After recording my recent interview with Jonathan Harvey I mentioned to the composer, whose three operas include the acclaimed Wagner Dream, that I was taking John Heilpern's book to re-read on my forthcoming travels. He told me that in the past a commission for an opera by him based on Conference of the Birds had fallen through - what a pity. The podcast of the Jonathan Harvey interview is available here. Peter Brook's 1989 film The Mahabharata features here while his earlier screen adaption of William Golding's Lord of the Flies (which had music composed by Raymond Leppard) features here. Finally a link to take this post full circle: thinking with the body is central to the Alexander Technique, which is practised by many musicians. My post on the subject contains some familar themes.

Also on Facebook and Twitter. John Heilper's Conference of the Birds was bought at retail. Any copyrighted material on these pages is included as "fair use", for the purpose of study, review or critical analysis only, and will be removed at the request of copyright owner(s). Report broken links, missing images and errors to - overgrownpath at hotmail dot co dot uk


What a great post to come back with! This gets over into that area the neuroscientists call "embodied cognition", which, as we learn more about it, I think is going to really help explain a lot of how music can have such a profound effect on us.
Pliable said…
Thanks Lyle. Credit for this post really should go to John Heilpern's book. It really is essential reading for anyone interested in the art and science of performance of any kind.

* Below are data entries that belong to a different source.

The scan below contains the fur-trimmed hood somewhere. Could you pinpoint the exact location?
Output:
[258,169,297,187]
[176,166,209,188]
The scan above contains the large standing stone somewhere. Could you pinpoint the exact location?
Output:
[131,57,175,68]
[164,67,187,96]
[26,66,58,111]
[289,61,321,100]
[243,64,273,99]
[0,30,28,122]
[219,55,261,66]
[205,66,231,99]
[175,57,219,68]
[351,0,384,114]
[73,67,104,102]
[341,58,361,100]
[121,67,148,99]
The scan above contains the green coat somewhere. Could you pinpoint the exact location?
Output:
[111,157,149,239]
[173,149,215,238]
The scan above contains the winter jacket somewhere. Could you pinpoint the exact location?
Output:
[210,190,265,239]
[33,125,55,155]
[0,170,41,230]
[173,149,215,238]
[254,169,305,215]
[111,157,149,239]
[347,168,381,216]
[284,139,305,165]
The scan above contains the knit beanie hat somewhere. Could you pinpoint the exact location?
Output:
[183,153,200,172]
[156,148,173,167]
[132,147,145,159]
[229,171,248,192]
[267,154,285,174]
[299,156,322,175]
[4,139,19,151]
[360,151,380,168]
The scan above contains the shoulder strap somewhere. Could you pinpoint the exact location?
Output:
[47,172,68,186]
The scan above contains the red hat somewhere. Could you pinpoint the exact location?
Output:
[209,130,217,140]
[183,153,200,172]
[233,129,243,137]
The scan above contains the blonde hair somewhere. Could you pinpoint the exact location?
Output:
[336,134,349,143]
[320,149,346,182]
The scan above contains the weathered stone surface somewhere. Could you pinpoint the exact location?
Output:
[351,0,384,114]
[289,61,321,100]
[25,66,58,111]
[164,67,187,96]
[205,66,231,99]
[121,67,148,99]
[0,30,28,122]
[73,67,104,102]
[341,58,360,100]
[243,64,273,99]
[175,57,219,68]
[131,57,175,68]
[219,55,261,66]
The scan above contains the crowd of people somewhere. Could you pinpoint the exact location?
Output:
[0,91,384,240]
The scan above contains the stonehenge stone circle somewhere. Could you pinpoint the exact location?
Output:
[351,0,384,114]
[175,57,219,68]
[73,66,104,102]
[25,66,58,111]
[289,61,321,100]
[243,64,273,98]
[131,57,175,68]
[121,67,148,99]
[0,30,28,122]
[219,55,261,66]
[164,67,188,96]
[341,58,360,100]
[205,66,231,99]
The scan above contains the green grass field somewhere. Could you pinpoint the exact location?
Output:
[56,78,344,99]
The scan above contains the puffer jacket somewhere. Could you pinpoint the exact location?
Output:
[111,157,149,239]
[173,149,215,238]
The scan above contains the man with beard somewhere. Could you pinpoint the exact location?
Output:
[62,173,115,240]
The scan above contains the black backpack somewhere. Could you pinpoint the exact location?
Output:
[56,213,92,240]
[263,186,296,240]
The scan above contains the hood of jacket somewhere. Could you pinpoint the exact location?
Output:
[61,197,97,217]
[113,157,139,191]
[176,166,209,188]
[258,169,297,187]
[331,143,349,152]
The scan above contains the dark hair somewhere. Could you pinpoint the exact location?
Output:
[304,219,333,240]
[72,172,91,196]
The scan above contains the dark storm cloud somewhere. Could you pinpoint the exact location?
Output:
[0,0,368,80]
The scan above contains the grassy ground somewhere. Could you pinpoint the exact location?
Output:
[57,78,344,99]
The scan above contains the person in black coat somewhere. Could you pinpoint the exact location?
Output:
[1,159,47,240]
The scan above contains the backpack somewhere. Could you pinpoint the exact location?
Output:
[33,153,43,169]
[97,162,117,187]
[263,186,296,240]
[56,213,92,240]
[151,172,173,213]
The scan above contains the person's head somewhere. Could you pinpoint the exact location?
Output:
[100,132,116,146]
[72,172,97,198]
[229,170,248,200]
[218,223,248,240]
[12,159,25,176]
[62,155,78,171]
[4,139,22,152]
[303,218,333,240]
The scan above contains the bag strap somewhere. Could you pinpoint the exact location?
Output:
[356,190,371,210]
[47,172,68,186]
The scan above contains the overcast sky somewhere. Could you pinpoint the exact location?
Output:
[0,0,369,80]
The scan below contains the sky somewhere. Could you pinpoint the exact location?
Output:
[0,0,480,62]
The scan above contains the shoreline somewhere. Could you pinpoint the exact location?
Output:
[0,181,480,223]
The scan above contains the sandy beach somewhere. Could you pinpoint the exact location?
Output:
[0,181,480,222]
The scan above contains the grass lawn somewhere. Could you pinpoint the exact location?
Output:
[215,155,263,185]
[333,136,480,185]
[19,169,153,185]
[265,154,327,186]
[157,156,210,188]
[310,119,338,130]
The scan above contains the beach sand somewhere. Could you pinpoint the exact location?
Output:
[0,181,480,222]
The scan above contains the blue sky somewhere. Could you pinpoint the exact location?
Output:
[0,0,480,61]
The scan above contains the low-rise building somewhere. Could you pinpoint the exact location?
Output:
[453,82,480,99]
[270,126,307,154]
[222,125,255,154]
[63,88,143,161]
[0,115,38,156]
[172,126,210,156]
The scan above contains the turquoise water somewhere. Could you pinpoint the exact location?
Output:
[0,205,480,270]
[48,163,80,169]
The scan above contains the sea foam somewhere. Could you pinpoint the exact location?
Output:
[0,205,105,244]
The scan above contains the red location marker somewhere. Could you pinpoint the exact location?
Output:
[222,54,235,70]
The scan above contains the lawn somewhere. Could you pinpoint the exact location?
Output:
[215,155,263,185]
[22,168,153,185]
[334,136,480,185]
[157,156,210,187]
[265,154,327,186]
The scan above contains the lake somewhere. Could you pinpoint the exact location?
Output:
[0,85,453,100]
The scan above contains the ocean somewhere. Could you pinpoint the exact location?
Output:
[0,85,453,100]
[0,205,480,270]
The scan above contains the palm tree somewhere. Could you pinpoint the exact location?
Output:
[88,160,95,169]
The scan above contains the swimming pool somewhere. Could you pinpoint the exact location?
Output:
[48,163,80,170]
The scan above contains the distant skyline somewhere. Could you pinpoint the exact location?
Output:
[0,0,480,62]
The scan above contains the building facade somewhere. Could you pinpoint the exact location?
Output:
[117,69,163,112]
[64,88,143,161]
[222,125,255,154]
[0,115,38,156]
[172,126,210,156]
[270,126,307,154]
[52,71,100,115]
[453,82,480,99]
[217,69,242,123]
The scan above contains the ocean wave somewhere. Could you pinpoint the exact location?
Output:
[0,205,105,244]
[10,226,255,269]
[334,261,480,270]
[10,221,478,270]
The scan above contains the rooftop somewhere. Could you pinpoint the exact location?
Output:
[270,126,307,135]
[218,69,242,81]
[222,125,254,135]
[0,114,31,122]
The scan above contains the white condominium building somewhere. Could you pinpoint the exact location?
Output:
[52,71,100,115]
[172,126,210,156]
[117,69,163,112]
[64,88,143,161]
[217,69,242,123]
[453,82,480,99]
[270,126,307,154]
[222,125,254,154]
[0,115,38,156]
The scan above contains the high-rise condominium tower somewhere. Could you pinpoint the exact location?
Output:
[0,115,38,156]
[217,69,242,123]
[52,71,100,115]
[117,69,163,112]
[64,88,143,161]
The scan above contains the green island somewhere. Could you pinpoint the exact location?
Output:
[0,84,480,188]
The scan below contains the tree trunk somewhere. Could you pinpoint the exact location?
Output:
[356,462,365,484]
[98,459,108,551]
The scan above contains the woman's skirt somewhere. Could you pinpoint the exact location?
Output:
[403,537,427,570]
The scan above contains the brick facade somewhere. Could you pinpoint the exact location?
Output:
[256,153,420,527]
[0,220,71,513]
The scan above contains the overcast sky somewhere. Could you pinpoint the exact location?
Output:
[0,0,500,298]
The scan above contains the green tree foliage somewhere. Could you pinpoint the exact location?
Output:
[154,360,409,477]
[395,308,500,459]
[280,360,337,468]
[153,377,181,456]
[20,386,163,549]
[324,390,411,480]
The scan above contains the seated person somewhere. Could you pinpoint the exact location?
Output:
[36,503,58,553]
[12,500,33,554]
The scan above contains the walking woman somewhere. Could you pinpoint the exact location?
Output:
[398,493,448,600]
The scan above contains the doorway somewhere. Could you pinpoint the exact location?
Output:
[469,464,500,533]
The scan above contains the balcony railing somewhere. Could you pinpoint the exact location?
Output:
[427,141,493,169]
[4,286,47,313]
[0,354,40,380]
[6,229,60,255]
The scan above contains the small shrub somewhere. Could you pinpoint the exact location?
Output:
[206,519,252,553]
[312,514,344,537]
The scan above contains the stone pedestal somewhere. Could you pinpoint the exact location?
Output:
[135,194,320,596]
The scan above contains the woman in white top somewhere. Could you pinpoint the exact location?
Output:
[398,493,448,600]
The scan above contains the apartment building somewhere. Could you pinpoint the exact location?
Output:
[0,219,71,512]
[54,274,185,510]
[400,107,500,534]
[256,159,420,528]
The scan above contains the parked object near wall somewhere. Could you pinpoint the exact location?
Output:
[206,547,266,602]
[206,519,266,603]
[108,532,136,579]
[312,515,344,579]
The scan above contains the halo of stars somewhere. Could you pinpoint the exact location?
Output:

Cheap copies of the old Penguin edition can be found here - http://www.amazon.co.uk/Conference-Birds-Story-Peter-Africa/dp/041361400X/ref=sr_1_8?s=books&ie=UTF8&qid=1285513529&sr=1-8

Interesting to remember that Peter Brook was director of productions at the Royal Opera House, Covent Garden from 1947 to 1950. He was 22 when he took up the post.

Useful introduction to embodied cognition here - http://en.wikipedia.org/wiki/Embodied_cognition
Pliable said…
Comment added via Facebook:

Le Mystère Picasso by Henri-Georges Clouzot, 1956. Yes, Peter Brook and the Bouffes du Nord theatre. I was the first refusenik in the queue for his Timon of Athens. It is said in a book on logic that for some reason, we're more upset by a very close miss than if it was a long shot even though the outcome is identical: you have missed whatever it was you wanted to do.